Why is the difference so big? Australia's high-performance manager Paul Brosnan told me that their coaching staff will not discuss their team's results - or Britain's for that matter - in London until the Games are over. Their travelling press corp are hopeful results will improve but their mood at the moment is bleak.
Bobridge is keeping quiet too. "He is a pretty chirpy lad and usually up for a bit of banter but he hasn't been saying much," said GB team pursuiter Peter Kennaugh after beating him to gold.
But Australia are not the only ones trailing in Team GB's wake. Italy's track cycling head coach Marco Villa told BBC Sport: "They are phenomenal. In the last few months we had started to see Britain come back to challenge Australia to be the best team, but so far their success has been unbelievable.
"To peak at the right time like they are doing is not as easy as you think, otherwise everybody would do it. You need a system where the coach knows the rider, and the rider knows himself.
"If you have talent to go with it, that is how you build champions, and Britain have many champions on their team."
How many, precisely, remains to be seen. New Zealand endurance coach Dayle Cheatley feels it might be difficult to stop the GB juggernaut now it is rumbling around the track.
"I don't think it is surprising they have come out and dominated proceedings in the first few days. They showed at the Beijing Olympics that they are the number one nation in the world.
"How can other countries compete? Well, there is a big budget gap with what our set-up has, so it is very difficult.
"I can't really comment on the Australia track programme but it is public knowledge about how much the funding that the GB programme gets. All credit to them, though. They use the money wisely, and they get the results."
Credit for that comes back round to the man who helped start the cycling revolution on these shores, Brailsford.
His latest project, the commercially sponsored British road cycling team Team Sky which launched at the start of 2010, was viewed in some quarters as being a potential distraction to success on the track at these Games, especially when track results dipped in 2011.
Instead, by allowing Britain's top coaches and riders such as gold medal-winning team pursuiter Geraint Thomas to to be part of both projects, it has brought success on the road and track, leaving other nations envious of the dual set-up.
"Britain have good riders and the other ingredient is focus, which is down to the whole team," added Villa. "With Team Sky as well, the British have put a superb all-round cycling system together. Naturally we would like to do it too but it is just not possible.

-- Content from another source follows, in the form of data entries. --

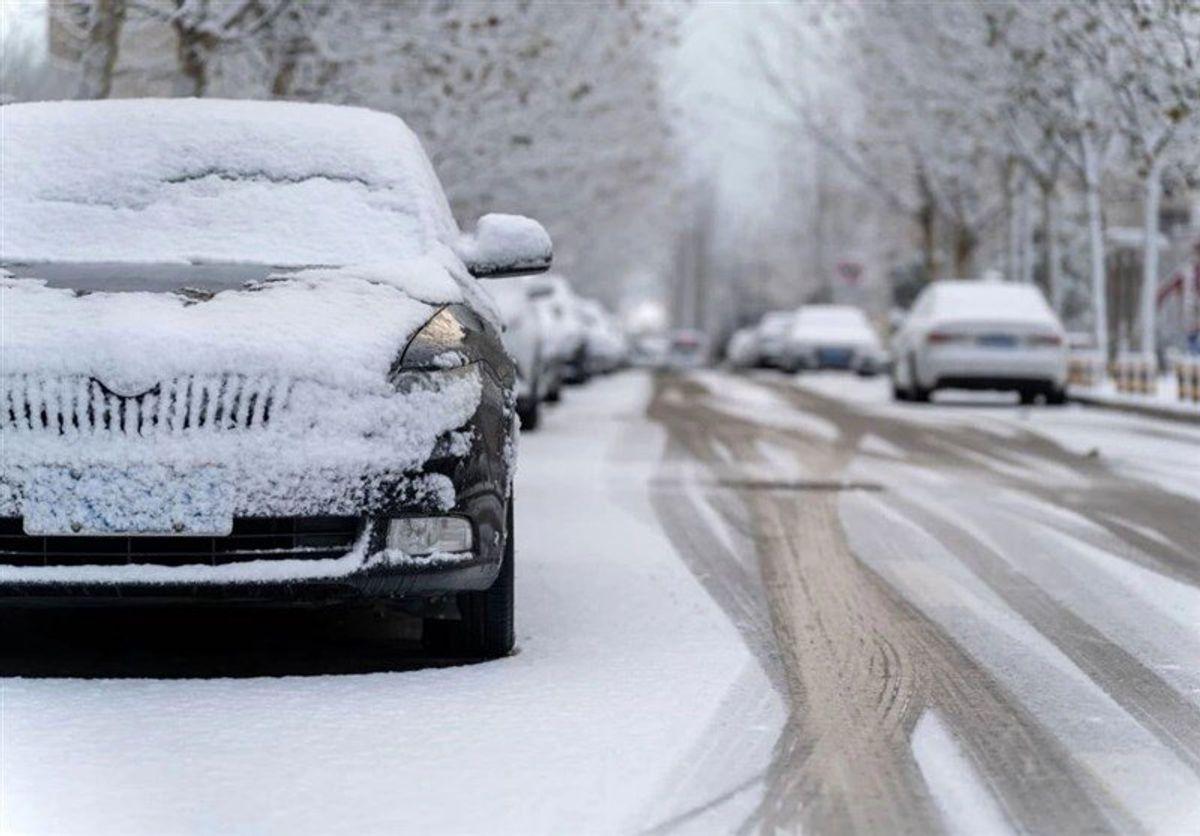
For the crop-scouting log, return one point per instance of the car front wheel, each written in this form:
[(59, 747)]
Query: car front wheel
[(486, 627)]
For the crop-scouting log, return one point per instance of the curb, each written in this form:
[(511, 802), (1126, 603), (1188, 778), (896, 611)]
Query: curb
[(1135, 408)]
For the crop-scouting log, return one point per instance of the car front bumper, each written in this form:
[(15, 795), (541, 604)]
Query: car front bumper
[(943, 366), (467, 475)]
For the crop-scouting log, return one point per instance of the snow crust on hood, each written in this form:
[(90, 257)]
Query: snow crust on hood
[(341, 326), (185, 180)]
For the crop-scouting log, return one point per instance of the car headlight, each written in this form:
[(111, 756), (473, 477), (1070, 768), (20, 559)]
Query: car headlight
[(441, 343)]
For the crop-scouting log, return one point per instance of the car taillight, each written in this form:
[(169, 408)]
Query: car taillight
[(943, 337)]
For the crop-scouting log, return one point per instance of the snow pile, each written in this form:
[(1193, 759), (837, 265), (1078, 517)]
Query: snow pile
[(835, 324), (505, 242), (990, 301), (286, 388), (343, 328), (185, 180)]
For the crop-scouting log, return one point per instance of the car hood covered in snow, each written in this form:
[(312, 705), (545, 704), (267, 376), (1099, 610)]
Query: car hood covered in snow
[(341, 326), (269, 384)]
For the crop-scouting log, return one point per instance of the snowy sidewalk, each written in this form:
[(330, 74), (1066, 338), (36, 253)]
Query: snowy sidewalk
[(1164, 403)]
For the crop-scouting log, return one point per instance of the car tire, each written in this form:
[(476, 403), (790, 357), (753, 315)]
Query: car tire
[(529, 412), (486, 627)]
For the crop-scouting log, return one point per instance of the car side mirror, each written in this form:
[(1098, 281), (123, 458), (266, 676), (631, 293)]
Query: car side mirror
[(505, 245)]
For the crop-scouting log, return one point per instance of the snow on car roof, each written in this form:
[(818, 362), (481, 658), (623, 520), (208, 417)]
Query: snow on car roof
[(831, 314), (211, 180), (989, 300)]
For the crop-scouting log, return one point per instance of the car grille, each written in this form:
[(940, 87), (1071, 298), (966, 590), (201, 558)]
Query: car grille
[(835, 358), (252, 539), (71, 406)]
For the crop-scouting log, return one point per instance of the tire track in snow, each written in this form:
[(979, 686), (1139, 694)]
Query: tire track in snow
[(864, 665)]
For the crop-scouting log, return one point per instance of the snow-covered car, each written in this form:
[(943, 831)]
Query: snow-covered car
[(525, 338), (246, 359), (568, 336), (688, 348), (649, 350), (833, 336), (982, 335), (605, 347), (773, 337), (742, 349)]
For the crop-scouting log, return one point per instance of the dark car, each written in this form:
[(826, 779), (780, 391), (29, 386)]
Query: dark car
[(246, 360)]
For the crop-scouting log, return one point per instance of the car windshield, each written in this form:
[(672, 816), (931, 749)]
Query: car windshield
[(213, 181)]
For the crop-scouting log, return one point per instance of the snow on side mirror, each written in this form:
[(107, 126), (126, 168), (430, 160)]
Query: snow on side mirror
[(505, 245)]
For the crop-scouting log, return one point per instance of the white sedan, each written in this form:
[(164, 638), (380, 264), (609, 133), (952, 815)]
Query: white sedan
[(981, 335), (833, 336)]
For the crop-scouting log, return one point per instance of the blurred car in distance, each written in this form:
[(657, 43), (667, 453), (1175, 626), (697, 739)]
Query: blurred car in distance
[(773, 338), (742, 349), (526, 341), (833, 336), (649, 350), (564, 332), (981, 335), (605, 348), (688, 348)]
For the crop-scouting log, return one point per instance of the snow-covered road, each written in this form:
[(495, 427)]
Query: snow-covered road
[(989, 614), (745, 603)]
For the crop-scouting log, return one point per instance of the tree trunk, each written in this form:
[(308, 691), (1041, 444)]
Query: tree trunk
[(927, 220), (1025, 223), (193, 62), (1153, 197), (1050, 246), (101, 50), (965, 242), (1096, 245), (1013, 253)]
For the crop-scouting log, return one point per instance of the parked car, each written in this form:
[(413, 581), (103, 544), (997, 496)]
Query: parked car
[(246, 359), (526, 340), (833, 336), (982, 335), (568, 336), (688, 348), (605, 348), (649, 350), (773, 331), (742, 349)]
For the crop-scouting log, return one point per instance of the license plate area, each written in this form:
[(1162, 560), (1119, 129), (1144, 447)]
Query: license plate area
[(124, 501), (996, 341)]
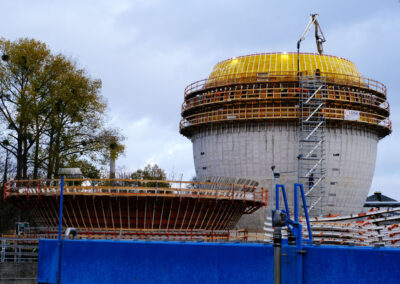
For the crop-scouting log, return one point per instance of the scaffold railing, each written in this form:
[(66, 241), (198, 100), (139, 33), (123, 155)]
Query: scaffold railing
[(236, 113), (284, 76), (256, 94)]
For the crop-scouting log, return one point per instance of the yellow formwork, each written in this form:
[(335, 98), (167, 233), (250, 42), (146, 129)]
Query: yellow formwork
[(284, 62)]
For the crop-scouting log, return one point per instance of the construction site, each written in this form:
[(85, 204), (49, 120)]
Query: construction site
[(267, 129)]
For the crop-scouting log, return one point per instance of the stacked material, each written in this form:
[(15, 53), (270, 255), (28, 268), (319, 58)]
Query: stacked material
[(372, 228)]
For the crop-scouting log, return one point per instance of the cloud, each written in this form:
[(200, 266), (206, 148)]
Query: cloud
[(146, 52)]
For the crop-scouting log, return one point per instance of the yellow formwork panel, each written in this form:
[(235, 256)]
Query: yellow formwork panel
[(284, 62)]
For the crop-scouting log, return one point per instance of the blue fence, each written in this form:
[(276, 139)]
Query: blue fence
[(93, 261)]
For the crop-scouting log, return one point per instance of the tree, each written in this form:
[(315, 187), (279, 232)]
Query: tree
[(49, 108), (151, 173)]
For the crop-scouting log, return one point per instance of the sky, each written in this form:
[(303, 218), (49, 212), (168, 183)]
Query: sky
[(147, 51)]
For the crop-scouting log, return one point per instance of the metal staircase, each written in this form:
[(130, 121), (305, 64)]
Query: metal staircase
[(311, 159)]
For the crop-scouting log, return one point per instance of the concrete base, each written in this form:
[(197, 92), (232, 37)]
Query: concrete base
[(249, 150)]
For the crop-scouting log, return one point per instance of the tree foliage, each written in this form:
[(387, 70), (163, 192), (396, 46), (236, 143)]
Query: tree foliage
[(151, 172), (51, 111)]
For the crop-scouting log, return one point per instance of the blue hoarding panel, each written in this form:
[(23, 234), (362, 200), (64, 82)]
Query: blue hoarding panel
[(90, 261)]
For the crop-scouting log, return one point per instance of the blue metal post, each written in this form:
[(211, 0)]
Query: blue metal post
[(277, 187), (303, 197), (59, 243)]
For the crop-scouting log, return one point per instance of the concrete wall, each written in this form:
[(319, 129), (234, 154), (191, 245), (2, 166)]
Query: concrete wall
[(249, 151), (92, 261)]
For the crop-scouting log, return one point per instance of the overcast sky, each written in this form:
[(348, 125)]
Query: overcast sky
[(147, 51)]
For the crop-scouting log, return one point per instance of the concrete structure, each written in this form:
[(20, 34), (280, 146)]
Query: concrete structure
[(245, 118)]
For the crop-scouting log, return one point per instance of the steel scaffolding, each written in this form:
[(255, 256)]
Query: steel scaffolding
[(312, 169)]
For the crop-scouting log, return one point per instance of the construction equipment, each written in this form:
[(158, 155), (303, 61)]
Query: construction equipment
[(319, 37)]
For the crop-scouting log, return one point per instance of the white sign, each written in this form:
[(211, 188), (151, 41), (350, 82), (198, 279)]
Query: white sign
[(351, 114)]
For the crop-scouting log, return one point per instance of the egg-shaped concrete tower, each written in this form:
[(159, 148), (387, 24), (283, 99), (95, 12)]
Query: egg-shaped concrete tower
[(318, 123)]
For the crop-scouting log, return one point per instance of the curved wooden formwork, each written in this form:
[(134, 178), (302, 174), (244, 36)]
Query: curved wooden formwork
[(137, 207), (275, 96)]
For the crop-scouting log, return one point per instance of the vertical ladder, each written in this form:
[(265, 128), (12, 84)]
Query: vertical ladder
[(311, 157)]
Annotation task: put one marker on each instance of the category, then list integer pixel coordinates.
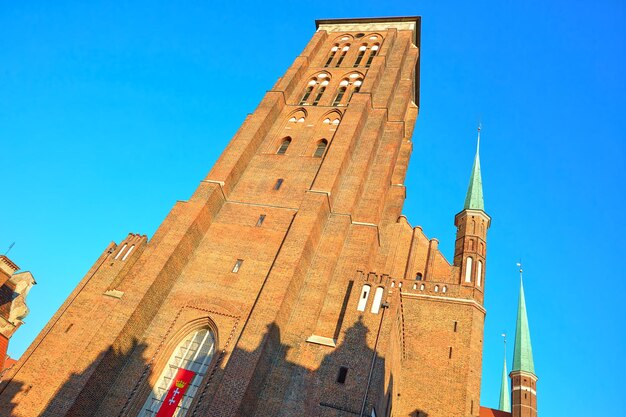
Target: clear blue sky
(112, 111)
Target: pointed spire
(505, 394)
(523, 352)
(474, 198)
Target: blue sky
(110, 112)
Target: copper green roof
(505, 394)
(474, 198)
(523, 352)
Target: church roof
(474, 198)
(523, 352)
(490, 412)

"In Italy we also have good young riders but we lose them to the road teams. We have to show to our young riders what the British are doing - they work for the Olympics every four years but they are professional road racers too."
The gold rush in the velodrome, to go with Bradley Wiggins's historic victory in this year's Tour de France (not to mention his Olympic time trial triumph too) is vindication for Brailsford that his grand plan has come off.

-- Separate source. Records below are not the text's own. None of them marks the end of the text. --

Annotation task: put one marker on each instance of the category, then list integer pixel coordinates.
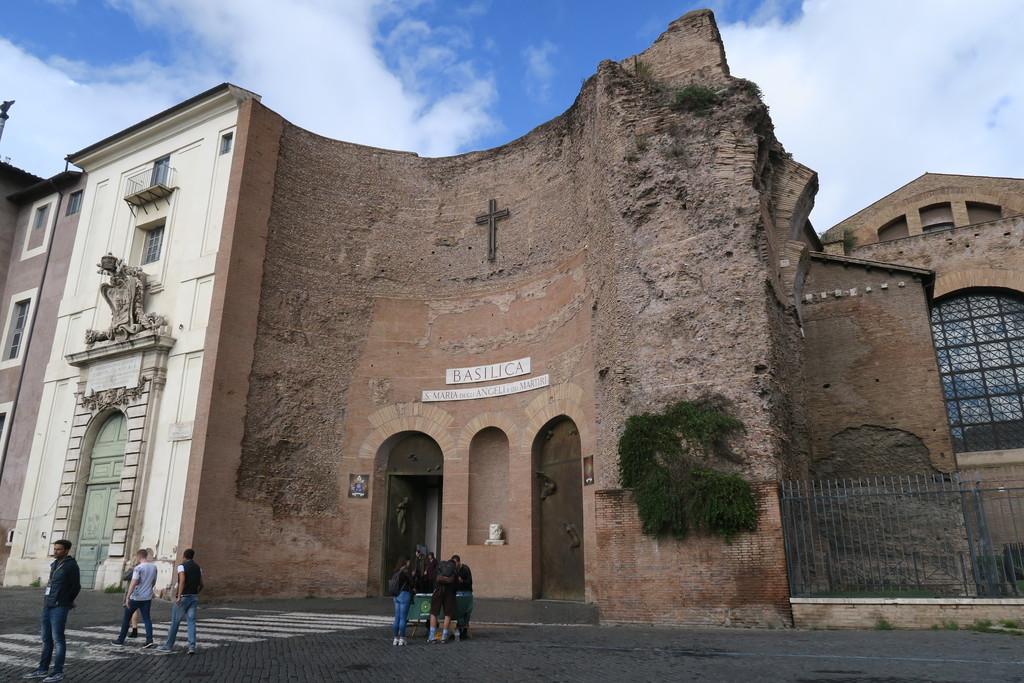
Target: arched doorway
(100, 498)
(415, 477)
(558, 496)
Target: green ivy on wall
(665, 459)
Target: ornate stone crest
(125, 294)
(115, 397)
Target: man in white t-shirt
(139, 596)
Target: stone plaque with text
(114, 374)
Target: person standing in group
(443, 598)
(419, 570)
(139, 596)
(61, 589)
(134, 617)
(463, 584)
(431, 571)
(189, 584)
(401, 587)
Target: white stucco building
(109, 463)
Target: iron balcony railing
(148, 185)
(919, 536)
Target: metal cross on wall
(491, 218)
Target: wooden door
(101, 498)
(559, 494)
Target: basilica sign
(498, 371)
(487, 391)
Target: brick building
(913, 334)
(360, 350)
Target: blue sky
(870, 94)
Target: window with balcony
(151, 184)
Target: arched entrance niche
(99, 500)
(413, 512)
(558, 531)
(488, 483)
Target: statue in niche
(573, 535)
(125, 294)
(401, 510)
(548, 485)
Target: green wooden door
(101, 497)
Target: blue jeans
(186, 608)
(143, 608)
(51, 626)
(402, 602)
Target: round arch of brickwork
(565, 398)
(392, 420)
(482, 421)
(975, 278)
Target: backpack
(445, 572)
(394, 586)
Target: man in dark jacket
(61, 589)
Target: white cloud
(871, 94)
(317, 62)
(540, 71)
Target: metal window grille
(40, 217)
(74, 203)
(18, 321)
(920, 536)
(979, 339)
(154, 245)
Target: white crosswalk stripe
(94, 643)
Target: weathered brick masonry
(641, 264)
(872, 384)
(700, 581)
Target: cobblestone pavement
(349, 640)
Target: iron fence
(919, 536)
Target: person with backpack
(401, 588)
(443, 598)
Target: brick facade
(642, 242)
(871, 378)
(699, 581)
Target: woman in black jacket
(401, 580)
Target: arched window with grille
(979, 339)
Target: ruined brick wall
(699, 581)
(871, 378)
(637, 267)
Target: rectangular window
(161, 171)
(153, 246)
(74, 203)
(40, 218)
(18, 321)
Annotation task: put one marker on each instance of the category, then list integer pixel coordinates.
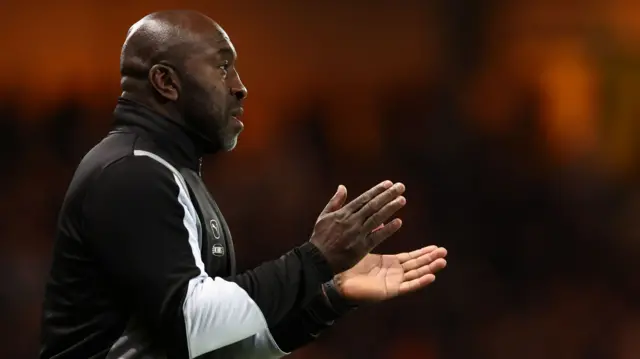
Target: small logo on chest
(217, 250)
(215, 228)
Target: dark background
(514, 125)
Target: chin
(230, 144)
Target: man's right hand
(345, 234)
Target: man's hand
(379, 277)
(345, 234)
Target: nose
(239, 91)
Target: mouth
(237, 113)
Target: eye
(225, 67)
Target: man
(143, 263)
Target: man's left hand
(379, 277)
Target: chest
(214, 236)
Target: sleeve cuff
(338, 303)
(310, 251)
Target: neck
(172, 114)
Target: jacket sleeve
(297, 329)
(301, 327)
(143, 229)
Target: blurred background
(514, 124)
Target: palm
(377, 277)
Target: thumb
(337, 201)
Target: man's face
(212, 93)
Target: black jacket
(143, 261)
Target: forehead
(212, 46)
(221, 43)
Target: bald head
(182, 65)
(167, 37)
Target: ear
(165, 81)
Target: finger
(364, 198)
(431, 268)
(385, 232)
(337, 201)
(381, 200)
(404, 257)
(424, 259)
(415, 284)
(383, 214)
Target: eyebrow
(225, 51)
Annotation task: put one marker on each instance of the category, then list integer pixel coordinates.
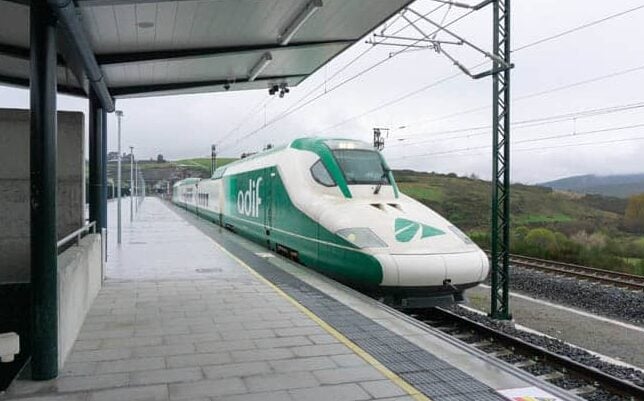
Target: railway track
(586, 381)
(617, 279)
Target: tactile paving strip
(434, 377)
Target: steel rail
(527, 349)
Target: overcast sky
(185, 126)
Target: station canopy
(150, 48)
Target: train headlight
(461, 235)
(361, 237)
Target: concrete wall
(79, 280)
(14, 187)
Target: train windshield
(361, 166)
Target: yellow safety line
(408, 388)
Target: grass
(539, 218)
(422, 191)
(466, 202)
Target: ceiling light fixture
(260, 66)
(291, 29)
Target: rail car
(333, 205)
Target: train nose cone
(436, 269)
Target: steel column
(500, 247)
(97, 158)
(102, 222)
(44, 269)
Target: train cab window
(321, 174)
(361, 166)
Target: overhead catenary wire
(528, 123)
(548, 138)
(526, 46)
(447, 78)
(342, 83)
(287, 111)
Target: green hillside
(586, 229)
(621, 186)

He explained to me this week: "When I sat down with UK Sport to talk about setting up a road team too, I said 'here we are folks, here's a brilliant idea - we can have Team Sky too, I can run this whole programme. Don't worry I'm not stupid, I'm not going to hinder one thing or the other'.
"The first reaction I got was to be interrogated about it, with everybody telling me it wasn't possible. UK Sport commissioned a Deloitte report and also held a review to see if I was capable of doing both, which I saw as a waste of money.
"All they had to do was have a bit of faith in me and I would repay them. I've never not succeeded and I am not going to stop succeeding now - and I think they could have shown me a bit more trust."
The events of the past month mean Brailsford should never have the same problem again. Meanwhile, everybody else is playing catch-up - on the track and on the road too.